There was a sound, like a gasp, from the wardrobe, but Baine didn’t seem to notice. “Yes, sir,” he said. “It doesn’t cure her, of course. It’s necessary to reinforce the message approximately once a month. I only throw her out a short way. Cats swim quite well, you know, when they are forced to. Better than dogs. But this last time she must have got caught in the current and—” He buried his face in his hands. “I feared she had drowned,” he said despairingly.

“Here,” I said, taking his arm and helping him into the chintz-covered chair. “Sit down. She hasn’t drowned. She’s perfectly all right.”

“She ate the Colonel’s silver Emperor fantail. An extremely rare fish. The Colonel had it shipped all the way from Honshu, at great expense,” he said, anguished. “It had arrived only the day before, and there she was, sitting next to the dorsal fin, calmly licking her paws, and when I cried out, ‘Oh, Princess Arjumand! What have you done?’ she looked up at me with an expression of utter innocence. I’m afraid I quite lost my temper.”

“I quite understand,” I said.

“No.” He shook his head. “I carried her out to the river and flung her out as far as I could and then walked away. And when I came back—” he buried his face in his hands again, “there was no sign of her anywhere. I searched everywhere.
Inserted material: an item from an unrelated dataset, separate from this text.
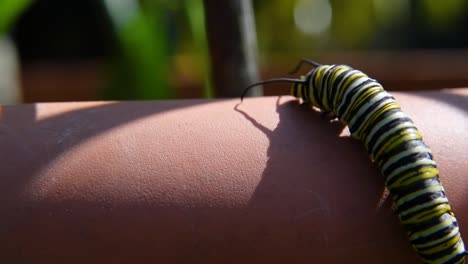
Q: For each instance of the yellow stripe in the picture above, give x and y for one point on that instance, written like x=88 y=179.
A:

These last four days I have felt like Dostoyevsky’s Raskolnikov, unable to confess my crime, racked with guilt for having murdered an innocent creature—”

“Well, not quite innocent,” I said. “She did eat the silver Emperor fantail.”

He didn’t even hear me. “She must have been carried away by the current and come ashore farther downstream, wet, lost—”

“Full of fantail,” I said to keep him from burying his face in his hands again. And double-gilled blue chub, I thought.

“I couldn’t sleep. I realized that I— I knew that Miss Mering would never be able to forgive me if any harm had come to her precious pet, yet I feared that with her good heart she might, and I would not be able to bear her forgiveness or forgive myself. Yet I knew I had to tell her, and I had determined to do so tonight, after the séance, and then the French doors opened, and it was a miracle. There was Princess Arjumand, safely returned, thanks to you!” He clasped my hands. “You have my most profound gratitude, sir! Thank you!”

“Perfectly all right,” I said, pulling my hands away before he smothered them with grateful kisses or something. “Glad to do it.”

“Princess Arjumand might have starved or frozen to death or been killed by wild dogs or—”

“No use worrying about things that didn’t happen,” I said. “She’s safely home.”

“Yes, sir,” he said, and looked like he might go for my hands again.

I stuck them behind my back.

“If there is anything, anything I can do to return the service you have done me and show my gratitude, I would do it in an instant.”

“Yes, well…” I said. “Thank you.”

“No, thank you, sir,” he said and, grabbing my hand from behind my back, shook it heartily. “And thank you for hearing me out. I hope I haven’t spoken out of turn, sir.”

“Not at all,” I said. “I appreciate your telling me.”

He stood up and straightened his lapels. “Would you like me to press your coat and trousers for you, sir?” he said, regaining his composure.

“No, that’s all right,” I said, thinking that the way things had gone thus far I might need them. “You can press them later.”

“Yes, sir,” he said. “Will there be anything else, sir?”